Fasting blood samples were collected using sterile, disposable materials by a licensed phlebotomist. Blood was drawn directly into SST vacutainers. SST tubes sat at room temperature for 30 min and were then centrifuged in a refrigerated Centra CL3R (International Equipment Co.) for 10 min at 100× g at 10 °C. Next, 50 uL of serum was inserted into a basic metabolic reagent disk and placed into a Piccolo Xpress Chemistry Analyzer (Abbott, Princeton, NJ, USA) for determination of glucose and CVD risk markers, which included the following: glucose, total cholesterol, HDL, LDL, VLDL, non-HDLc and triglycerides. Ratios of total cholesterol to HDL and LDL to HDL were calculated.
Insulin was measured in duplicate using Meso Scale Delivery (MSD) Multi-plex Assay System and were conducted according to the manufacturer’s instructions. Briefly, 150 uL of Blocker A was added to each well of the MSD plate, which was then sealed, incubated and shook (1000 rpm) for one hour at room temperature.
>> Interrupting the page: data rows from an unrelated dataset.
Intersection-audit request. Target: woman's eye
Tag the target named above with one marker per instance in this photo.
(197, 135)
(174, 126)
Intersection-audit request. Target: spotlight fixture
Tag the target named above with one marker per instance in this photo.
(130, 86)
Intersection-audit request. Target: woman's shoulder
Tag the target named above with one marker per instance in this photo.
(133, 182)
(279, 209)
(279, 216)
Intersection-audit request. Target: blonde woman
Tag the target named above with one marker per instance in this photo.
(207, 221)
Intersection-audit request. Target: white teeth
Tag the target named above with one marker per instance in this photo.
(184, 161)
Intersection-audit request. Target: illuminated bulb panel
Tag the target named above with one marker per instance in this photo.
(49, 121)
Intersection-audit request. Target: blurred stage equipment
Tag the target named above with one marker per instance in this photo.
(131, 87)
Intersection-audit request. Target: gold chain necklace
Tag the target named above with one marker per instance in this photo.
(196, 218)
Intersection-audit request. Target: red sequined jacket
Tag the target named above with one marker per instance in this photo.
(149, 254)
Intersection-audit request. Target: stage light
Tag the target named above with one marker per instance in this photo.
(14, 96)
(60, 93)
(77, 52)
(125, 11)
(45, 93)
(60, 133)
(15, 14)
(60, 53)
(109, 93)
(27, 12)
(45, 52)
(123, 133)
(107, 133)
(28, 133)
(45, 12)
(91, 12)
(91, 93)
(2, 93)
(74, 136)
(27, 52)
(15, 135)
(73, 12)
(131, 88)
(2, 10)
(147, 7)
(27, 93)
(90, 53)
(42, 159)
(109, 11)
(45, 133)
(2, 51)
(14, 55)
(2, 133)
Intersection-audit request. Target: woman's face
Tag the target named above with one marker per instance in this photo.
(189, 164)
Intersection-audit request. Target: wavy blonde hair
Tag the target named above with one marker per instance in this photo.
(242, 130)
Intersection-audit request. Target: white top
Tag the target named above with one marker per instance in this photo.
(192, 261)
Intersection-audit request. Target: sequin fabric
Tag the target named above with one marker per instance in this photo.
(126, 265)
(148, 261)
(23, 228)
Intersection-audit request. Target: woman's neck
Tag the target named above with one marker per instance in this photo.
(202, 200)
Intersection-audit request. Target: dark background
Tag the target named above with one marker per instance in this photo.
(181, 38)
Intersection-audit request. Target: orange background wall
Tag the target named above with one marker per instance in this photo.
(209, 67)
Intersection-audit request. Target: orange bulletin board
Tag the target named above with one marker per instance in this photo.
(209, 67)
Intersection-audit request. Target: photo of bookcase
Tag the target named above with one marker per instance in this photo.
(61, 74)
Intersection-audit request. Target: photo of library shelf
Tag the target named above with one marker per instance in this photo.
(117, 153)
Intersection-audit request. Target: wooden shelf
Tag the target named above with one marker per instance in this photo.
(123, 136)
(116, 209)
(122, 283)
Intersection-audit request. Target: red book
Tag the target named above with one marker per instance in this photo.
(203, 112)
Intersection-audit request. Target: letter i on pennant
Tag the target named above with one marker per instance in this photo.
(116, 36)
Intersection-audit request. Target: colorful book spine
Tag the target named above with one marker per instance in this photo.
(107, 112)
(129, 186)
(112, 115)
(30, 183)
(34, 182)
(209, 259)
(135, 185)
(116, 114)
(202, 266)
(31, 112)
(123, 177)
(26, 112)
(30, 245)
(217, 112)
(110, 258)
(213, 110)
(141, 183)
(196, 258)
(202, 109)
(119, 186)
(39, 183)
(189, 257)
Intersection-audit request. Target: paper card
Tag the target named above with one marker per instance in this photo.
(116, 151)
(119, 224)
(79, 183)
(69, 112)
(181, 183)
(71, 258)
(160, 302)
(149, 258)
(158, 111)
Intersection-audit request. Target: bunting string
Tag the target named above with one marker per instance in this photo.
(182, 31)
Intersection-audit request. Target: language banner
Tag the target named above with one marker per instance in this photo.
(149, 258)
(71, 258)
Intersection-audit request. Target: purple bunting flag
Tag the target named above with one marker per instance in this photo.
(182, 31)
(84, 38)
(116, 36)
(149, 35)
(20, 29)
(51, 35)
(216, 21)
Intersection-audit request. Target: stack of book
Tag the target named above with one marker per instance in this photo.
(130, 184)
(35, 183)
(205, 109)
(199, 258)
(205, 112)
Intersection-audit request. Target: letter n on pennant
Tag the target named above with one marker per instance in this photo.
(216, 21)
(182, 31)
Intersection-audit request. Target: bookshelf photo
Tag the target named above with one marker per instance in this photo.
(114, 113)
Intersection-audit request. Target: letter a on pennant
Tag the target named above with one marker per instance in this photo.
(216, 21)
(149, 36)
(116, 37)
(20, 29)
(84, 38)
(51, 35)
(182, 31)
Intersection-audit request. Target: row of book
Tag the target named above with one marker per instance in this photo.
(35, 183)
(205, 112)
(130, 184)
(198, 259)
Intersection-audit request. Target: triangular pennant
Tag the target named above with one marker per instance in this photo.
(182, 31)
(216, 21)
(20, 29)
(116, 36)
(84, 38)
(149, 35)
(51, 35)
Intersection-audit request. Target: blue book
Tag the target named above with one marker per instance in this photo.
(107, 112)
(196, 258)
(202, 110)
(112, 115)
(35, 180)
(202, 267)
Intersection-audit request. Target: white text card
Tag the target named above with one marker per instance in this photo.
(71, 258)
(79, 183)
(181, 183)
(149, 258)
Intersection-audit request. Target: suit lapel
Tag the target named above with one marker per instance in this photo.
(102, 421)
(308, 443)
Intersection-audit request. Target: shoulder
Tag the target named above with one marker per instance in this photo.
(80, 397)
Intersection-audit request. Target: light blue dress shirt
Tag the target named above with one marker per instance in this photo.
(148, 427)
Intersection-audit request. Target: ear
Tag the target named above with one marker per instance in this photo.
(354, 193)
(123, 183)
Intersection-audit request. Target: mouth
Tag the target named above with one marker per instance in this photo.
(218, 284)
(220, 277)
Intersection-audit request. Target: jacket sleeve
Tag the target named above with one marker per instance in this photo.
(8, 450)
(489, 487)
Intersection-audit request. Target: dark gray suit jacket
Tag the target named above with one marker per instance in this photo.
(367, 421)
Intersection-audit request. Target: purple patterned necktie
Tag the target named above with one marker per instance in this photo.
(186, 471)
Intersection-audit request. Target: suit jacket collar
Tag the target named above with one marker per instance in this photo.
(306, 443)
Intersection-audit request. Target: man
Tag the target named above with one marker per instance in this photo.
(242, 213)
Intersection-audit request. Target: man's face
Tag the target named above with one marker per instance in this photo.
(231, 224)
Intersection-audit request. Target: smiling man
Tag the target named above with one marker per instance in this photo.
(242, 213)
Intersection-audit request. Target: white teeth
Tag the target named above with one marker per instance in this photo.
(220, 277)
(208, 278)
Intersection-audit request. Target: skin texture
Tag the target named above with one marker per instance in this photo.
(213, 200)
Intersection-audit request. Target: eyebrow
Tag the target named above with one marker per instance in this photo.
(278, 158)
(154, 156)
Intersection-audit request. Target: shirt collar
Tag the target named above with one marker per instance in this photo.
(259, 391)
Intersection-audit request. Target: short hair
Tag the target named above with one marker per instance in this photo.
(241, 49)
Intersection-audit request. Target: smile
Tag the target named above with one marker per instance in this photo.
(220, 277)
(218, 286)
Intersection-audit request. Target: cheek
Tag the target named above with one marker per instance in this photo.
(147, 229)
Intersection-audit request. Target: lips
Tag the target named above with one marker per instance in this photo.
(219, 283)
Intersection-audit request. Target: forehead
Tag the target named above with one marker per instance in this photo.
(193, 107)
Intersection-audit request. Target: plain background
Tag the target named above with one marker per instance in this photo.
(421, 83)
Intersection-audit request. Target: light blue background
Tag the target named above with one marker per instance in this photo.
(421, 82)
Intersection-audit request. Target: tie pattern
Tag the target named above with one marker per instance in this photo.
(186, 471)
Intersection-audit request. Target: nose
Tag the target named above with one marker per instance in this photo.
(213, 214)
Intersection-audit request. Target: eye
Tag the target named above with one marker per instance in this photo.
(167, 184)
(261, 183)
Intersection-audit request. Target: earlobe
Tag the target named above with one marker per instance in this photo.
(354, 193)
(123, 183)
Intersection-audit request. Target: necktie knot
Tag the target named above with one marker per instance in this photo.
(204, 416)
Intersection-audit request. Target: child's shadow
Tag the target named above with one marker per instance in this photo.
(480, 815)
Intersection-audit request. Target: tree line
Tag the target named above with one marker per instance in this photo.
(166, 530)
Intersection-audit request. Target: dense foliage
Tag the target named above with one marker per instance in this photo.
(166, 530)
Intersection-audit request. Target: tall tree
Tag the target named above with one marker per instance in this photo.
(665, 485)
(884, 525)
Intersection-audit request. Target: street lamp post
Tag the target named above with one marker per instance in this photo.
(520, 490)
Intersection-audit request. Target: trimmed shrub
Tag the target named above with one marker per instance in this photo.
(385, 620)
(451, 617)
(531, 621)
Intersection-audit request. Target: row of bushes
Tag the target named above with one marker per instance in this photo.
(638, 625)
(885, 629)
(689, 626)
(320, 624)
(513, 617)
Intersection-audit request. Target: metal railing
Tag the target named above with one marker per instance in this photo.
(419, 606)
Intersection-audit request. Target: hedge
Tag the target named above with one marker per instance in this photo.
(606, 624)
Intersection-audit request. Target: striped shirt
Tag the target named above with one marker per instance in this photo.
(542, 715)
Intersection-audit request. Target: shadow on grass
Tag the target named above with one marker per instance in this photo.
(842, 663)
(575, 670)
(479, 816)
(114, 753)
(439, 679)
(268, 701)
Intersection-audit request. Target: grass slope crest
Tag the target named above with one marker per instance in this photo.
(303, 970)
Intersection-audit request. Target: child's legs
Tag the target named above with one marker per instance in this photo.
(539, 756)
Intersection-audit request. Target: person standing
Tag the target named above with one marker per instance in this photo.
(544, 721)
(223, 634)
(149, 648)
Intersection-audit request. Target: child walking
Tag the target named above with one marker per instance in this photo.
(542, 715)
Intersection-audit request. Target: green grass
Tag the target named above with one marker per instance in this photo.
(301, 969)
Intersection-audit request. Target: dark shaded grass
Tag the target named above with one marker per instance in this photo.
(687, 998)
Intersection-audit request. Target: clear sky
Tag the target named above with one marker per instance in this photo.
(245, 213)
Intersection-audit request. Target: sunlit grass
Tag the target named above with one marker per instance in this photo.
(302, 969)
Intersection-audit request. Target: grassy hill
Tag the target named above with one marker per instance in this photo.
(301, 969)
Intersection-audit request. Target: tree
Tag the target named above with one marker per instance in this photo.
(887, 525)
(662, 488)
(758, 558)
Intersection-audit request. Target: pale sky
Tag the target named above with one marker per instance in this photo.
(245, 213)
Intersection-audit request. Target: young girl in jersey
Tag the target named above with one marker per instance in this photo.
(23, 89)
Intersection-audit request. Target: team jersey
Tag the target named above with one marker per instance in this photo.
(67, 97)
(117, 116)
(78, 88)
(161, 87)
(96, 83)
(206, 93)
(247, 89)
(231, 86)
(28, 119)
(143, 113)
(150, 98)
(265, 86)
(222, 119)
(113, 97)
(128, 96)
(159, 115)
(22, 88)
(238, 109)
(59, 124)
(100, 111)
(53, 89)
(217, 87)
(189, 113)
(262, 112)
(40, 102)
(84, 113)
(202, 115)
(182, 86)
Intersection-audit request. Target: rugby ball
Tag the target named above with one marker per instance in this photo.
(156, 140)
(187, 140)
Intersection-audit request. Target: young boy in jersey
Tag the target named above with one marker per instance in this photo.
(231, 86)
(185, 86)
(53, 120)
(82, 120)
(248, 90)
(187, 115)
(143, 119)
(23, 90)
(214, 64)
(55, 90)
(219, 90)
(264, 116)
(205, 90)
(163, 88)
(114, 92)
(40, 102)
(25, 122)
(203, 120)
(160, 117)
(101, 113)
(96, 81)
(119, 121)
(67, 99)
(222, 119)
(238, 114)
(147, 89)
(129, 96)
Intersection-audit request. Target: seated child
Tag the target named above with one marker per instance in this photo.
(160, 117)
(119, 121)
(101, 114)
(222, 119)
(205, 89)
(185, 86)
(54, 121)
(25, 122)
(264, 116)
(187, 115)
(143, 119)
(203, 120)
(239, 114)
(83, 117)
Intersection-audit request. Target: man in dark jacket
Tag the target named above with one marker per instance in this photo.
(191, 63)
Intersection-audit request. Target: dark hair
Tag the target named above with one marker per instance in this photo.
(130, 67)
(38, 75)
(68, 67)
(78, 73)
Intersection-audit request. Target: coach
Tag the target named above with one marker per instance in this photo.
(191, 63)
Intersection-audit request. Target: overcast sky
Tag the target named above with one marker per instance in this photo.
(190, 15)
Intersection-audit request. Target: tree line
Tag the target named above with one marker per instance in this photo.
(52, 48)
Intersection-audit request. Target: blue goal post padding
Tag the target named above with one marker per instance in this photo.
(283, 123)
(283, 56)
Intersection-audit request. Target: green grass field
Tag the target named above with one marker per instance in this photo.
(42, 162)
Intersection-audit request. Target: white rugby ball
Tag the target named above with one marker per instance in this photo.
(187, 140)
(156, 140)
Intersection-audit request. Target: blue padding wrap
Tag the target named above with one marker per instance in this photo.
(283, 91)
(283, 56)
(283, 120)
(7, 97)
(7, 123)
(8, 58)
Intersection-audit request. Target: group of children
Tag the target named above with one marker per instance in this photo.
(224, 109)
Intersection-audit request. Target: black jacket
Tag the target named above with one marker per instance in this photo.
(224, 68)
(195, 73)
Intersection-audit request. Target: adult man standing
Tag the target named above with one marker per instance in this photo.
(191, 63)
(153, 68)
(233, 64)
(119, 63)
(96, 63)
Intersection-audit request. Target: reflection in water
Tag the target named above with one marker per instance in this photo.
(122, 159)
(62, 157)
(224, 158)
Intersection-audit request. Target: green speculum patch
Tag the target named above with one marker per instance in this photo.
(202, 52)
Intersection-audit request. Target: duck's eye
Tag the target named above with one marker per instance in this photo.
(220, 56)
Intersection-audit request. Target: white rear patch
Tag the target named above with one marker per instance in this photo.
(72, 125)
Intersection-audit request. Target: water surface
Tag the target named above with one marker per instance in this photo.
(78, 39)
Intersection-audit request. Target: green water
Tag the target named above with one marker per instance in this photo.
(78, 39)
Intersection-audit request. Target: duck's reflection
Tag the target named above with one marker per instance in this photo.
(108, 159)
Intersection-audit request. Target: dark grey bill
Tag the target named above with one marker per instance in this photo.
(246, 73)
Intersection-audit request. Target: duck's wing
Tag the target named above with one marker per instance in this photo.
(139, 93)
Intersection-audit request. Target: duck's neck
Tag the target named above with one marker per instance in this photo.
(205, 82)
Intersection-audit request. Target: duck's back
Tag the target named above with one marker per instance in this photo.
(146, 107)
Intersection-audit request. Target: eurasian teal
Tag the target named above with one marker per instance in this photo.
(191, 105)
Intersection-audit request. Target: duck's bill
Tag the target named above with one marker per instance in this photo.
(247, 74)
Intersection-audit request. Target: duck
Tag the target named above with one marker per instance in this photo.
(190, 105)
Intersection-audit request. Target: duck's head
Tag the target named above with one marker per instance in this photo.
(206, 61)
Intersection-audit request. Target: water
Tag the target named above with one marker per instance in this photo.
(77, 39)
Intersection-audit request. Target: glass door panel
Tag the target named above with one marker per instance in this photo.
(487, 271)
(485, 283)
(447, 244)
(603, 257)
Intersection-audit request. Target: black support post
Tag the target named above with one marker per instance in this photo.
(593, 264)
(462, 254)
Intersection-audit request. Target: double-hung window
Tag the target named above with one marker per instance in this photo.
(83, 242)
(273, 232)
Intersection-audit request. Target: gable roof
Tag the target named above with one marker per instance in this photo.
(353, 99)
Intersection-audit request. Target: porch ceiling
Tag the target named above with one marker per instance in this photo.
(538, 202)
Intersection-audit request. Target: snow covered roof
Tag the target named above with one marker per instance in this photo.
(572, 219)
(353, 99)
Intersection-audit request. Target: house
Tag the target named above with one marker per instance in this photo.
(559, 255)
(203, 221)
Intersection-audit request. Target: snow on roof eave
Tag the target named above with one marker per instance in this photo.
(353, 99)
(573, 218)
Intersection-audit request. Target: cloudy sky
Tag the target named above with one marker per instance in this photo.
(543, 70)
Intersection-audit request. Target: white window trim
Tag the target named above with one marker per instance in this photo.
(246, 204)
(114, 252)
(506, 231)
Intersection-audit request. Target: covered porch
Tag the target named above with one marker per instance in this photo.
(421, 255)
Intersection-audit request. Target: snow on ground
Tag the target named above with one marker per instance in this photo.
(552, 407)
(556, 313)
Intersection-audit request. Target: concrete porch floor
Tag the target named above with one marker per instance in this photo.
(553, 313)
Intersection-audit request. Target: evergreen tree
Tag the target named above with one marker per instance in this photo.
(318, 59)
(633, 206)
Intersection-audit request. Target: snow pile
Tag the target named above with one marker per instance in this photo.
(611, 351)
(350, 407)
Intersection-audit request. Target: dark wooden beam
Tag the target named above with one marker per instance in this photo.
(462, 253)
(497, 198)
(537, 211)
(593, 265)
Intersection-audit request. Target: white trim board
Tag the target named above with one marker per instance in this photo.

The plate was then washed with phosphate-buffered saline plus 0.05% Tween-20 (PBS-T), and 50 uL of the sample and standard were added to each well. The plate was then sealed, incubated and shook (1000 rpm) for 2 h at room temperature. The plate was washed again with PBS-T and then 25 uL of detection antibody solution was added to each well. The plate was then sealed, incubated and shook (1000 rpm) at room temperature for one hour. The plate was washed for a final time with PBS-T and then 150 uL of Read Buffer T was added to each well. The plate was read on the MSD QuickPlex SQ 120 imager and quantified using an 8-point standard curve. Insulin concentrations were used to calculate HOMA-IR and QUICKI (Equation (3)).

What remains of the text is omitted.